But the only likely reason she wouldn't jump into the race is if contenders like George Abbott and Kevin Falcon have already sewn up too much of the BC Liberal caucus support and business community money needed to win.
If she does run, those asking the questions won't be as easy to cut off as a belligerent caller to her show.
And Clark's past political history will come back to haunt her along with four years of on-air commentary on a wide range of issues and her losing attempt to win the Non-Partisan Association's mayoralty nomination against Sam Sullivan in 2005.
Railgate and Bruce Clark
Start with questions about her role in the B.C. legislature raid case, involving the $1 billion privatization of BC Rail to CN Rail in 2003.
For example, Christy, what is your position on holding a full public inquiry into the strange circumstances that saw the political corruption trial of former BC Liberal ministerial aides David Basi and Bob Virk suddenly halted by a guilty plea bargain?
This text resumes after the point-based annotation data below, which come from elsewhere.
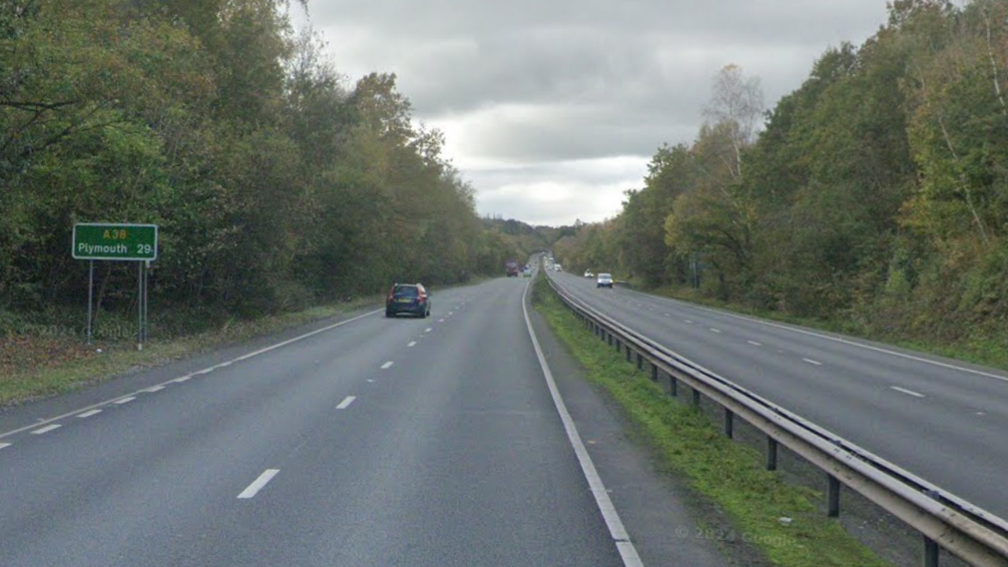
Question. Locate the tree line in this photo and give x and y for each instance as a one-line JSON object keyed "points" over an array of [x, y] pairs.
{"points": [[274, 183], [876, 193]]}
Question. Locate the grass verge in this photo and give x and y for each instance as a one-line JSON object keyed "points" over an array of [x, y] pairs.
{"points": [[729, 473], [65, 363]]}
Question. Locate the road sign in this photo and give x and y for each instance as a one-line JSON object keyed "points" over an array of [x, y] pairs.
{"points": [[106, 241]]}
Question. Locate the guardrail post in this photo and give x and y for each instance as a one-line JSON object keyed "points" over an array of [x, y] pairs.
{"points": [[931, 551], [833, 496], [771, 453]]}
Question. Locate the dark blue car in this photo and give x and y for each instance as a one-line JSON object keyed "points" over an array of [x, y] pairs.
{"points": [[407, 298]]}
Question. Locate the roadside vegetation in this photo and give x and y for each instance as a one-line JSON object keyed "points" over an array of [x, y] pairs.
{"points": [[277, 183], [872, 200], [688, 445]]}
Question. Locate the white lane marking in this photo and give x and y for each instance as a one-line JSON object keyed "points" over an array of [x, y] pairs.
{"points": [[259, 483], [907, 391], [629, 554], [204, 371], [616, 529], [853, 343]]}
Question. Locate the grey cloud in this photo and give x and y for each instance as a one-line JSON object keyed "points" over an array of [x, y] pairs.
{"points": [[552, 88]]}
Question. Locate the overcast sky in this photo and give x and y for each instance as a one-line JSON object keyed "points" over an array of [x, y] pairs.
{"points": [[553, 108]]}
Were you going to be a witness in that trial? Do you agree with the government paying Basi and Virk's $6 million legal fees?
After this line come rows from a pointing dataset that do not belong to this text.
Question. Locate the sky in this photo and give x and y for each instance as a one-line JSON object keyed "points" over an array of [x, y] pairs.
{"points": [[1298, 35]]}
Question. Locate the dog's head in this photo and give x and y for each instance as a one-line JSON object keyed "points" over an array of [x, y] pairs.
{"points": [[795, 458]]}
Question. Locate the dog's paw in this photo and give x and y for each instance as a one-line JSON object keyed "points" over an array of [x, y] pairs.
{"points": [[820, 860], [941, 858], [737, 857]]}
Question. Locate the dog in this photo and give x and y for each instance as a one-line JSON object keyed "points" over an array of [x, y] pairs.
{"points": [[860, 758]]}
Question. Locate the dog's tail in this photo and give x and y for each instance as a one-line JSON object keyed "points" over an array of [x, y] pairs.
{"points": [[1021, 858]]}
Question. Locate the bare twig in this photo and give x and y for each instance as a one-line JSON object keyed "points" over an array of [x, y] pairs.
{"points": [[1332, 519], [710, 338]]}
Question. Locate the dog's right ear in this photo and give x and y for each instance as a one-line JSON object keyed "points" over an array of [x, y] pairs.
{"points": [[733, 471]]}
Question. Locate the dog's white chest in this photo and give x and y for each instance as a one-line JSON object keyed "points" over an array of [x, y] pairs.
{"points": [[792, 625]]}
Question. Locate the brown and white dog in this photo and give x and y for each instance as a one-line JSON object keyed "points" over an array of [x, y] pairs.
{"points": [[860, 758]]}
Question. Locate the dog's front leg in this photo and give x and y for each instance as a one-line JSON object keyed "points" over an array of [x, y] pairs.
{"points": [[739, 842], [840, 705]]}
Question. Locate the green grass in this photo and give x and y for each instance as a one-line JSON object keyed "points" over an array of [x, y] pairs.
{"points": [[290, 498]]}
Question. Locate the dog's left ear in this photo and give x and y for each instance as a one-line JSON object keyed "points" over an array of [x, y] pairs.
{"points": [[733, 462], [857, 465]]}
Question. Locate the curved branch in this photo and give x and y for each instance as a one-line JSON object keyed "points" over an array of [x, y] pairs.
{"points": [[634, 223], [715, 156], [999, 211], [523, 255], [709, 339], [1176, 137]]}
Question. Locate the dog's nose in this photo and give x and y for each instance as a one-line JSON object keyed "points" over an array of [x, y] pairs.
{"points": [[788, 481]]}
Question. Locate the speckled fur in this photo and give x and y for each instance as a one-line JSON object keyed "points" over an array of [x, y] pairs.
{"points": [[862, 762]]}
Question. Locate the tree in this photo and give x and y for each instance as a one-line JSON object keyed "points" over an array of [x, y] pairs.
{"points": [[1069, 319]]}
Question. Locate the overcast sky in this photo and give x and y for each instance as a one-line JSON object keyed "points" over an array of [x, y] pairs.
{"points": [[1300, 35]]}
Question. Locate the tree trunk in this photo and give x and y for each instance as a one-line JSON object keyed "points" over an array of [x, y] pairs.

Oh wait, it doesn't matter, because as premier, Clark would have to excuse herself from any cabinet discussion about an inquiry.
Why? How long have you got?
At the same time police conducted the unprecedented raid of the B.C. legislature, they also executed a search warrant on the home of Bruce Clark, Christy's brother and a one-time fundraiser for her campaigns.
According to an agreed statement of facts from the Crown and defence at the surprise end of the trial, confidential government information obtained from Basi and Virk was found by police at Bruce Clark's home and office.
Clark was a lobbyist working for the Washington Marine Group, which was a bidder on a second part of the BC Rail privatization, the sale of its Roberts Bank Port Subdivision, a spur line worth up to $70 million.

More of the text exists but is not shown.